На последнем дюйме, отделявшем их от земли, он все-таки потерял самообладание; им завладел страх, им завладела смерть, и он не мог больше ни говорить, ни кричать, ни плакать; он привалился к доске; в глазах его был страх за себя, страх перед этим последним головокружительным падением на землю, когда черная взлетная дорожка надвигается на тебя в облаке пыли. Он силился крикнуть: «Пора! Пора! Пора!» — но страх был слишком велик; в последний, смертный миг, который снова вернул его в забытье, он ощутил, как слегка приподнялся нос самолета, услышал громкий рев еще не заглохшего мотора, почувствовал, как, ударившись о землю колесами, самолет мягко подскочил в воздух, и настало томительное ожидание.
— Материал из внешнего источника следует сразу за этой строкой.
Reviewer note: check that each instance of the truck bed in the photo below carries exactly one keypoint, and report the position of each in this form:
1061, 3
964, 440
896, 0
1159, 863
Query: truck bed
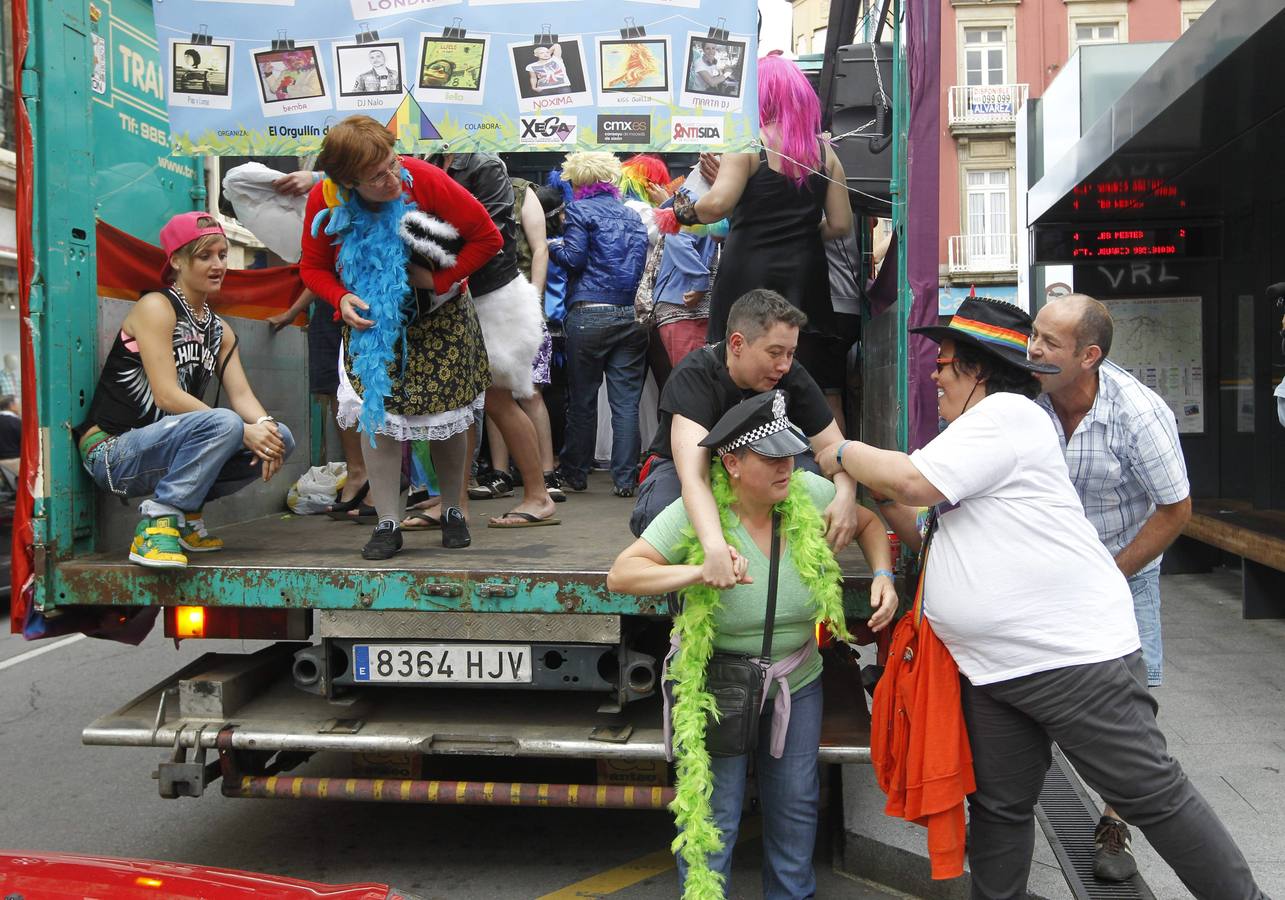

Но вот хвост и колеса коснулись земли — это был последний дюйм. Ветер закружил самолет, он забуксовал и описал на земле круг, а потом замер, и наступила тишина.
Ах, какая тишина и какой покой! Он слышал их, чувствовал всем своим существом; он вдруг понял, что выживет, — он так боялся умереть и совсем не хотел сдаваться.
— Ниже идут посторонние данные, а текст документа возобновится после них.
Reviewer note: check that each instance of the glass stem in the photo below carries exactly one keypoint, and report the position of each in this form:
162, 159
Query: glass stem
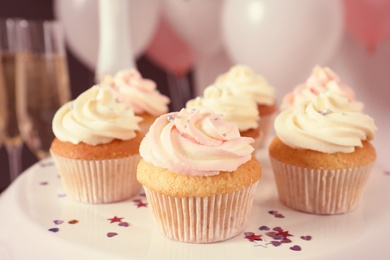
15, 160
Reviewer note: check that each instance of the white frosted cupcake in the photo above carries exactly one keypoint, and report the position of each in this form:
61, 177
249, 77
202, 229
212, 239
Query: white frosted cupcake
140, 94
322, 155
320, 80
198, 175
96, 149
240, 110
243, 81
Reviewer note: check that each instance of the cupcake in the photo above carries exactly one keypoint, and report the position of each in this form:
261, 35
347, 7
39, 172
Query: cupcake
96, 147
140, 94
199, 176
242, 80
322, 156
320, 80
240, 110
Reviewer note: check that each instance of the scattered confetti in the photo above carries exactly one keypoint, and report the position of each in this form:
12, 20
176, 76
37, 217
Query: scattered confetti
276, 214
112, 234
307, 238
123, 224
252, 237
296, 248
264, 228
115, 219
58, 222
278, 235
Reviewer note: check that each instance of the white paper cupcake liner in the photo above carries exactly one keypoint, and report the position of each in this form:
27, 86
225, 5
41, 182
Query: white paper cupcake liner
201, 219
320, 191
265, 126
99, 181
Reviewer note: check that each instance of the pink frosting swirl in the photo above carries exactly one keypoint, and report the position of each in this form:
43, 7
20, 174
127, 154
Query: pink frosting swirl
137, 92
195, 143
321, 80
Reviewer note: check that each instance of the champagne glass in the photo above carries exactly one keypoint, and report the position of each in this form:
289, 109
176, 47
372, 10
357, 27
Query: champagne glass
42, 82
9, 133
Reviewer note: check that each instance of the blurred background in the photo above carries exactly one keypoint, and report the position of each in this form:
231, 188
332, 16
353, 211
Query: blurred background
185, 44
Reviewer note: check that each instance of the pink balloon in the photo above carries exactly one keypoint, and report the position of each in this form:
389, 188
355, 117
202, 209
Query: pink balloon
368, 20
81, 25
197, 22
169, 51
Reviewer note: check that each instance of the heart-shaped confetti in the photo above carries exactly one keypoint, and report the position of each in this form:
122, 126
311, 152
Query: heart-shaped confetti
112, 234
277, 229
264, 228
307, 238
296, 248
123, 224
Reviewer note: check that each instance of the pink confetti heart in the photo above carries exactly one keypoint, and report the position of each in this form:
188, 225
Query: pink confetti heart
307, 238
296, 248
112, 234
264, 228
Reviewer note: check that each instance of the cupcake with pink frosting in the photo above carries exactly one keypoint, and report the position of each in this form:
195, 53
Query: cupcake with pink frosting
320, 80
140, 94
199, 176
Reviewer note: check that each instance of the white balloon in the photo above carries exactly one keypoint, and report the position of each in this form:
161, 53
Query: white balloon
282, 40
197, 22
81, 26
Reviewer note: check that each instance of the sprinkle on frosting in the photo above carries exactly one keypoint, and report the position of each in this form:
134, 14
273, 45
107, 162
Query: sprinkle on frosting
195, 143
320, 80
243, 81
95, 117
137, 92
328, 124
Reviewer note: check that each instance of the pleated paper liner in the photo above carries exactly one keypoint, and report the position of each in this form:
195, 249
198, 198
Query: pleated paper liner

В жизни не раз наступают решающие минуты и остаются решающие дюймы, а в истерзанном теле летчика нашлись решающие все дело кости и кровеносные сосуды, о которых люди и не подозревали. Когда кажется, что все уже кончено, они берут свое. Египетские врачи с удивлением обнаружили, что у Бена неисчерпаемый запас сил, а способность восстанавливать разорванные ткани, казалось, была дана летчику самой природой.
Все это потребовало времени, но что значило время для жизни, висевшей на волоске?.. Бен все равно ничего не сознавал, кроме приливов и отливов боли и редких просветов сознания.
— Все дело в адреналине, — раскатисто хохотал кудрявый врач египтянин, — а вы его вырабатываете как атомную энергию!
Казалось, все было хорошо, но Бен все-таки потерял левую руку. («Странно, — думал он, — я бы мог поклясться, что больше досталось правой руке».) Пришлось справиться и с параличом, который курчавый исцелитель упорно называл «небольшим нервным шоком». Потрясение превратило Бена в неподвижный и очень хрупкий обломок — поправка не могла идти быстро. Но все-таки дело шло на лад. Все, кроме левой руки Бена, которая отправилась в мусоросжигалку, но и это было бы ничего, если бы вслед за ней не отправилась туда же и его профессия летчика.